Un trait entre mille autres révélera l'esprit des rapports qui unissaient les élèves à ce maître. « En ce temps-là, raconte Malan, j'avais la coupable habitude de dire : « Mon Dieu oui ! mon Dieu non ! » Mes élèves commettaient la même faute. Je leur dis donc un jour : Faisons un accord ! Je vous reprendrai lorsque vous commettrez ce péché; mais vous aussi, vous me reprendrez si je le fais. L'accord fut conclu; et pour moi, je veillais attentivement sur mes paroles, soit pour ne plus commettre ce péché, soit aussi, je l'avoue, pour ne pas être repris par mes écoliers. Mais un jour que je parlais avec vivacité à l'un d'eux, tout à coup, la classe entière se leva et demeura debout en silence. - Qu'y a-t-il donc, mes enfants ? demandai-je. - Monsieur, me dit, avec beaucoup de respect, le premier de la classe, vous venez de dire : mon Dieu oui ! » Malan remercia ses élèves, pria Dieu avec eux « pour qu'il ôte ce péché de ses lèvres et des leurs ».

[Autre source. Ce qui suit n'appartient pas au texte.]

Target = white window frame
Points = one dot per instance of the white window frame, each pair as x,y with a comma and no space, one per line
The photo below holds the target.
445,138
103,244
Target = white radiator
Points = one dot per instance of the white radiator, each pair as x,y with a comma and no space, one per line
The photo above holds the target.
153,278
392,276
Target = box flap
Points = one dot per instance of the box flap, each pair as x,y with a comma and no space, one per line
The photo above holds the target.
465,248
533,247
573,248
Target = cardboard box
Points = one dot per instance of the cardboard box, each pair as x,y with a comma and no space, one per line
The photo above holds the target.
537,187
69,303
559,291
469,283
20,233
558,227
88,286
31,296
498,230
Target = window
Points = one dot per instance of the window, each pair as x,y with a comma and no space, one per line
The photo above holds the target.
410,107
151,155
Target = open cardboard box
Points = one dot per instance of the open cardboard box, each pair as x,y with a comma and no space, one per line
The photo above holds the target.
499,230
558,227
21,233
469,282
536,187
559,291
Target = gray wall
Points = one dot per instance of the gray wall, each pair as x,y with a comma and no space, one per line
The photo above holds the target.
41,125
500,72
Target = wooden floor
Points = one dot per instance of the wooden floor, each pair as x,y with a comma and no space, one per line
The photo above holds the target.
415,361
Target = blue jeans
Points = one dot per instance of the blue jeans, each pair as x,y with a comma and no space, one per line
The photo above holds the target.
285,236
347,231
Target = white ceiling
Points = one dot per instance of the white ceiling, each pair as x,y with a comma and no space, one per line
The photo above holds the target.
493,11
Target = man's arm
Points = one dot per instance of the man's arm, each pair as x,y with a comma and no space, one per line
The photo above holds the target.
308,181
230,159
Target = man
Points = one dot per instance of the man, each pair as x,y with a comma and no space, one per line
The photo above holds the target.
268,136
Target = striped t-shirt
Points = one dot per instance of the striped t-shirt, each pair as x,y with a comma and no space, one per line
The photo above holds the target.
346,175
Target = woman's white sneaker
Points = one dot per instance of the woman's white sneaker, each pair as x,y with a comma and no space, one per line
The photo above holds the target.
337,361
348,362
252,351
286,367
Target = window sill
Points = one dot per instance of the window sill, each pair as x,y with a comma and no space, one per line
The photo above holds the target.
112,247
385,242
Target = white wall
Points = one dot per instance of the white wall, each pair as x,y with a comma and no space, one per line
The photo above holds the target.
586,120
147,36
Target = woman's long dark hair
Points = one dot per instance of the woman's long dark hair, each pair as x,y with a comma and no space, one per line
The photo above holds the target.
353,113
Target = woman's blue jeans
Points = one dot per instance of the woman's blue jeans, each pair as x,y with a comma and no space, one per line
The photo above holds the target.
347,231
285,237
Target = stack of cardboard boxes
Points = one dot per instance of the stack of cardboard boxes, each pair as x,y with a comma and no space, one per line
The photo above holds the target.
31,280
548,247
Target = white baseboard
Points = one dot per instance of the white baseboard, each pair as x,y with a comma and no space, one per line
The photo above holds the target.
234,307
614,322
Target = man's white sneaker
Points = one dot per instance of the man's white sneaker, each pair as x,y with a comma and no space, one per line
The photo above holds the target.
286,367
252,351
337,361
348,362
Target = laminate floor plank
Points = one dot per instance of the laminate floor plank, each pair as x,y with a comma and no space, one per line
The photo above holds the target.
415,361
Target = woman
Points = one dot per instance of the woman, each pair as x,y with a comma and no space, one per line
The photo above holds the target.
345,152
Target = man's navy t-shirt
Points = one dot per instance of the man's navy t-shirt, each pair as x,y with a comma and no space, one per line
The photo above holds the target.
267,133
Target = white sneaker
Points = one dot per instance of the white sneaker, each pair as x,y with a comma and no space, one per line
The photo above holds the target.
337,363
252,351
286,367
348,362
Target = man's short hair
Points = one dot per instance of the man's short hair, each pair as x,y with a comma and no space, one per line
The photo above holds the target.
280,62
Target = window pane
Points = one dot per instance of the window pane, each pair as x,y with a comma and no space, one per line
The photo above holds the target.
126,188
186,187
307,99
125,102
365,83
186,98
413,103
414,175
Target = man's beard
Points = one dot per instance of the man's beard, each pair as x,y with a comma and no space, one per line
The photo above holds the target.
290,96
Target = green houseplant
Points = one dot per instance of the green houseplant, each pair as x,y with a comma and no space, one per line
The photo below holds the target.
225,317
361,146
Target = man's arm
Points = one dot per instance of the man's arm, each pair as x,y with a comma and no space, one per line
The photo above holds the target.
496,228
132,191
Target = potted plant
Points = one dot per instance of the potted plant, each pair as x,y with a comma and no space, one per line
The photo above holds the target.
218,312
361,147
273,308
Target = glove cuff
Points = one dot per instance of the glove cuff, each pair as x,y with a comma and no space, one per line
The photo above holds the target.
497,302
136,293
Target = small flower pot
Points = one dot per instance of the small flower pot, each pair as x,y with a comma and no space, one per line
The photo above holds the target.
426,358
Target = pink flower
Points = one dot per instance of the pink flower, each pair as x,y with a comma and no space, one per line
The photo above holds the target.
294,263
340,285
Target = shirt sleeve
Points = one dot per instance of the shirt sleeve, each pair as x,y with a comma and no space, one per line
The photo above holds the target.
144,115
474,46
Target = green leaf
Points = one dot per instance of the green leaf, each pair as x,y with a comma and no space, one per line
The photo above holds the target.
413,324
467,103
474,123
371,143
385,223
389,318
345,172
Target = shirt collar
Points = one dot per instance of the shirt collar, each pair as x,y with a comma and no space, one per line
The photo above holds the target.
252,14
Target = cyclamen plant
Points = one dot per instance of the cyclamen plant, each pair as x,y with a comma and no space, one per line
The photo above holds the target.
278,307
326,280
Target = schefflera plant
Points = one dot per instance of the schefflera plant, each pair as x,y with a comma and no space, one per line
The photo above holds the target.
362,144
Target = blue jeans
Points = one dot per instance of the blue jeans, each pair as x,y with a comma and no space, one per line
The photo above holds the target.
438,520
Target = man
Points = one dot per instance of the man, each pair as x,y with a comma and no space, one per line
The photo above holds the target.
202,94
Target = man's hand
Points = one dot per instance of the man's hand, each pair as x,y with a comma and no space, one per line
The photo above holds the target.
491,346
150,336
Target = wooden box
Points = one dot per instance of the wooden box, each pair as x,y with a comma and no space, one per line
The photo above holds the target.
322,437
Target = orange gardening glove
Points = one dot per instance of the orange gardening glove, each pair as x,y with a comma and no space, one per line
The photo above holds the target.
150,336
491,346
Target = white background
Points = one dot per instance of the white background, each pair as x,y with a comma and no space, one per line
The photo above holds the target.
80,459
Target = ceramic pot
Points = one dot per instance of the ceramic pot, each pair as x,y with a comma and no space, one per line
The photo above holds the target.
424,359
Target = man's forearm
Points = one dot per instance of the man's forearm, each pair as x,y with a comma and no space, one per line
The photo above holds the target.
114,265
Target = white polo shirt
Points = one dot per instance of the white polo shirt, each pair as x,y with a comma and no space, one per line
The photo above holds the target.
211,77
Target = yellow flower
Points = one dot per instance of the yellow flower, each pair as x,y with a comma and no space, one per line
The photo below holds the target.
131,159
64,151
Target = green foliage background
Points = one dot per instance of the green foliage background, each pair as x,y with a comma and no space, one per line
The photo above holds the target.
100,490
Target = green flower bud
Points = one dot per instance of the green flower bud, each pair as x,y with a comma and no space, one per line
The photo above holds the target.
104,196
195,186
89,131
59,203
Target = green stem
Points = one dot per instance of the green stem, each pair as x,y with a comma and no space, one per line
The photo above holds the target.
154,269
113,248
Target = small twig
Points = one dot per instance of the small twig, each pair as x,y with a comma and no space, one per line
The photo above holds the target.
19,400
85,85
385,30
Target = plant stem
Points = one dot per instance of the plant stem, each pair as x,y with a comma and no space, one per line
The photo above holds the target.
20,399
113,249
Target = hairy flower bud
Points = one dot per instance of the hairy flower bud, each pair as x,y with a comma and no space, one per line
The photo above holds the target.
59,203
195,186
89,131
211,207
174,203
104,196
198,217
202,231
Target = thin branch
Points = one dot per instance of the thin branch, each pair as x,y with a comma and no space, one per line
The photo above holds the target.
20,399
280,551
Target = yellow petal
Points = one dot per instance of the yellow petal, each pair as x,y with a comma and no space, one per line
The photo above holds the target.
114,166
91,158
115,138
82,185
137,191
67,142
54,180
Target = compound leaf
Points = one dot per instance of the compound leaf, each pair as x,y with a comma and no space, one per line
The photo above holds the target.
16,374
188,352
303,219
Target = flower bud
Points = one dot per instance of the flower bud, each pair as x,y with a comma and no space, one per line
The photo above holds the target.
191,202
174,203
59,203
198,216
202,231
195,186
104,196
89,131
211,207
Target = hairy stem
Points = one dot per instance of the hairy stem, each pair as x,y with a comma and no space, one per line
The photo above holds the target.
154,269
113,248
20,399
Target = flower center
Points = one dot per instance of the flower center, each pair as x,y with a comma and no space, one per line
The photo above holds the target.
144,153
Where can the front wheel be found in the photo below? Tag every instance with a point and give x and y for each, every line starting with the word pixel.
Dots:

C'est « à la diligence » et non à l'émulation qu'il excitait ses élèves : ainsi l'expliquent ces paroles de l'Écriture qu'il avait écrites en gros caractères sur les murs de sa classe : « Plus il vous aura été confié, plus il vous sera redemandé. » Formés à cette sévérité envers soi-même et à la bonté envers les faibles, les élèves abandonnaient peu à peu l'esprit de rivalité, de jalousie, en épargnant aux moins doués les dangers du découragement. C'est ainsi que la classe tout entière vint un jour, sans qu'il ait fait pour cela aucun appel, déposer entre ses mains des médailles d'argent autrefois attribuées aux meilleurs élèves, pour qu'il les vendît au profit d'une oeuvre.

Les innovations de Malan
Mais les succès de cette pédagogie chrétienne, l'attachement dont l'entouraient ses élèves et leurs familles, ne mirent pas Malan à l'abri des attaques. On l'accusa bientôt d'introduire dans le Collège « des innovations ».
Innovation, excès de zèle, cet enseignement religieux ? Non, car cet enseignement faisait alors partie des devoirs imposés à chaque maître. Sa méthode ne différait guère de celle qu'il avait suivie jusque-là, que par l'introduction dans sa classe de l'usage habituel de la Sainte Écriture. Et encore, ne l'avait-il fait qu'avec l'assentiment du Principal du Collège.

La pédagogie réformée
Et les principes de ce pédagogue du XIXe siècle n'étaient-ils pas tout proches de ceux que Théodore de Bèze rappelait aux Collégiens de son temps, dans une « Parole »célèbre (1) : après avoir fait appel « à leur diligence », il les exhortait en ces mots : « Vous étant réunis dans ce lieu, vous n'êtes point venus, comme la plupart des Grecs d'autrefois, regarder les jeux gymniques et contempler de vains exploits, mais vous êtes venus, instruits dans la vraie religion et la connaissance des bonnes lettres, afin de pouvoir travailler à la gloire de Dieu, de devenir un jour l'ornement de votre patrie et le soutien de vos proches. Rappelez-vous toujours que vous êtes des soldats et que vous aurez à rendre compte au Chef suprême de cette sainte mission. »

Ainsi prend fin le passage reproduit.